人生30過ぎてからでしょう。

好きな本、映画、日々考えていること、気の向くままに書きます。

『LIFE!』  ベン・スティラー

映画のレビューもやります。

いや久しぶりに気持ちのいい映画を観ました。

 

※ここからネタバレあり

 

ベン・スティラー主演、監督の『LIFE!』です。

冴えない主人公が、人生を変える大冒険に出る!

予想通りのストーリー展開で、いろいろツッコミたくなるようなシーンも多々ありましたが、結局最後には涙ポロポロでした。

まさにお手本のような映画です。

 

あらすじなどはここで↓

映画『LIFE!/ライフ』オフィシャルサイト

 

僕は英語が好きなので、ぐっときた2つのセリフを紹介します。

※英文も訳文も僕の解釈です。原文を実際に引用したわけではありません。

 

まず一つ目

 Beautiful things don't ask for attentions.

本当に美しいものは注目を求めない

 

これは主人公のウォルターが、野を越え山を越え、探していたカメラマンのショーンをついに見つけ出して、無くなったネガのありかを聞き出そうとするシーンでのセリフです。

念願のショーンとの遭遇に騒ぐウォルターの横で、ショーンはカメラを前方に構え、ファインダー越しに滅多にお目にかかれない幻のヒョウの姿を狙っています。

ヒョウは警戒心が強く、静かな場所にしか現れません。

ウォルターのせいでシャッターチャンスを逃すことを恐れたショーンの言ったセリフがこれでした。

これまで数えきれないほどの美しいものをカメラに収めてきた彼だから言えるセリフ。深いですね。

世の中に跋扈するうっぺらなクリエイターたちに聞いて欲しい一言です。

 

そして二つ目

 Stay in it.

 そこに留まれ

 

これも同じ場面。ついにファインダーの中に姿を現したヒョウ。

しかし、ショーンはいっこうにシャッターを切りません。

見かねたウォルターは言います。

Why don't you take it?

撮らないの?

Sometimes, I don't.

撮らないときもある

I mean, sometimes, I really like it, personally, I don't want to be distracted  by camera. I just want to stay in that moment.

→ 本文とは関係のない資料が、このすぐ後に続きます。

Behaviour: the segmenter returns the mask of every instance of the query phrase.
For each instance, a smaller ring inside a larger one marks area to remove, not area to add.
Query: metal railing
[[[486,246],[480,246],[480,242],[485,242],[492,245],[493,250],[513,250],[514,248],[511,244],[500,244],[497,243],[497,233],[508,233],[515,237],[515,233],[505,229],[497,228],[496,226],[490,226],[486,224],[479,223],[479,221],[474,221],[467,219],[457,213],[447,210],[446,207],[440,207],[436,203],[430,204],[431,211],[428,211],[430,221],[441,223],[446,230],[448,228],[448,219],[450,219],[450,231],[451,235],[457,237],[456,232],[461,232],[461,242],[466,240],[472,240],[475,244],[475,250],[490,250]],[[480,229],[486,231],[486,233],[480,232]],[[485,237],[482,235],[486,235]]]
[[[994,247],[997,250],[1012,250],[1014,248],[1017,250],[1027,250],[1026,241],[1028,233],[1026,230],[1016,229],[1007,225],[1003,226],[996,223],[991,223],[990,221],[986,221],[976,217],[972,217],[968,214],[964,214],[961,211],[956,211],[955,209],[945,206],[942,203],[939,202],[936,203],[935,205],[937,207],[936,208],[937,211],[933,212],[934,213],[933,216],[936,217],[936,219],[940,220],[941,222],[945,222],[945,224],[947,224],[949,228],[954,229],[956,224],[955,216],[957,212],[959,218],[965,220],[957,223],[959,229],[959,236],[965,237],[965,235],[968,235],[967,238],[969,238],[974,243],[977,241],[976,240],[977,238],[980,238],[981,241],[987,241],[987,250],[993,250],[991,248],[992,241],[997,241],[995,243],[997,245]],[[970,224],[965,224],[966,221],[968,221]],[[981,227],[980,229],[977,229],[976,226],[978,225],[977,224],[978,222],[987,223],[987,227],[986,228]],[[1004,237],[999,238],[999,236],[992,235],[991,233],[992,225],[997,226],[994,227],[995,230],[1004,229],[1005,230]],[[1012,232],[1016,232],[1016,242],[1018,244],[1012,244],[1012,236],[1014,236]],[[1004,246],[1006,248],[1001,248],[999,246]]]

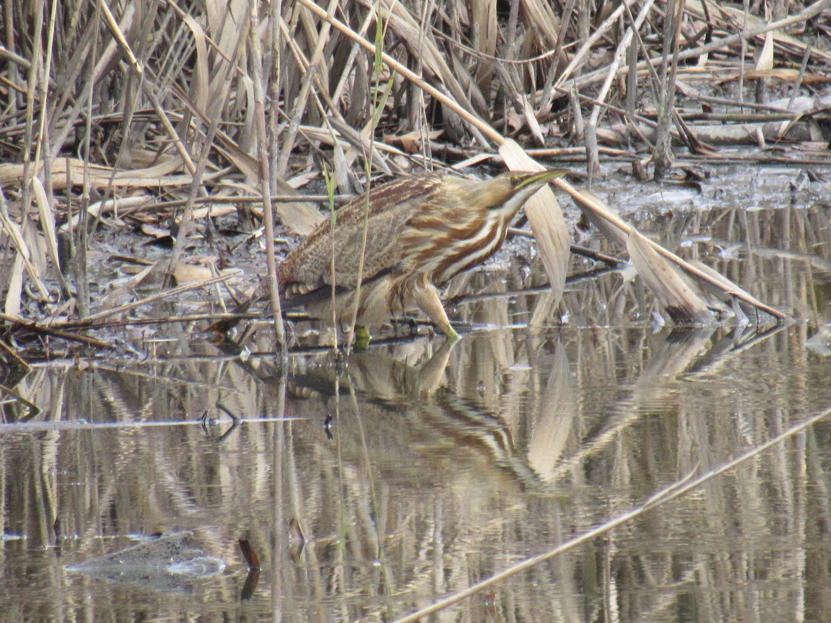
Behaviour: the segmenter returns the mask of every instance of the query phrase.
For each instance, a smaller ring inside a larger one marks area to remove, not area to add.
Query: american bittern
[[[423,173],[371,190],[358,325],[417,307],[448,338],[457,338],[436,287],[496,253],[523,204],[565,173],[505,173],[485,181]],[[358,197],[337,213],[338,322],[353,313],[366,202]],[[310,316],[332,317],[332,231],[331,222],[322,223],[278,267],[286,308],[302,306]]]

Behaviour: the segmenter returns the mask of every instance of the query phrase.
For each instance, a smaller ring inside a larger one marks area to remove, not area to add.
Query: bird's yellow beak
[[[567,173],[568,173],[568,169],[549,169],[547,171],[538,171],[537,173],[519,173],[516,175],[511,175],[511,182],[514,191],[539,188],[552,179],[563,177]]]

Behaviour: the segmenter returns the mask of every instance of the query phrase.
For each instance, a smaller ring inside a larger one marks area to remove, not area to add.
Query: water
[[[647,205],[638,224],[794,313],[783,326],[661,327],[617,273],[575,280],[561,324],[518,243],[455,284],[489,296],[453,306],[473,328],[452,349],[398,327],[346,365],[308,348],[284,370],[265,325],[241,353],[173,324],[125,334],[143,358],[36,365],[10,389],[42,411],[2,405],[3,616],[394,620],[828,409],[828,208],[751,186],[672,218]],[[829,422],[436,616],[823,620]],[[224,570],[79,569],[181,531]]]

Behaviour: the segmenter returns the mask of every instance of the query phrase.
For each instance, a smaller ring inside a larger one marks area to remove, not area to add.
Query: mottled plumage
[[[484,181],[424,173],[371,189],[358,324],[417,307],[455,336],[436,287],[493,255],[525,200],[564,173],[506,173]],[[336,213],[338,321],[352,317],[366,208],[362,195]],[[278,267],[287,308],[332,317],[332,231],[329,220],[322,223]]]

その、ときどき、本当にそれが気に入ったときは、カメラに邪魔されたくないんだ。ただ、その瞬間に留まっていたいんだ。

Stay?

留まる?

Stay in it.

 

このやり取りの中でショーンの目には光るものがあるようにも見えます。

ショーンは何故撮らないのか?

僕みたいなもんにはまだまだ分からない世界です。

 

結局この映画はこの二人のエンカウンターのシーンが全てのような気がします。

出会いを大切にしてきた人が作った作品なんだなぁと感じました。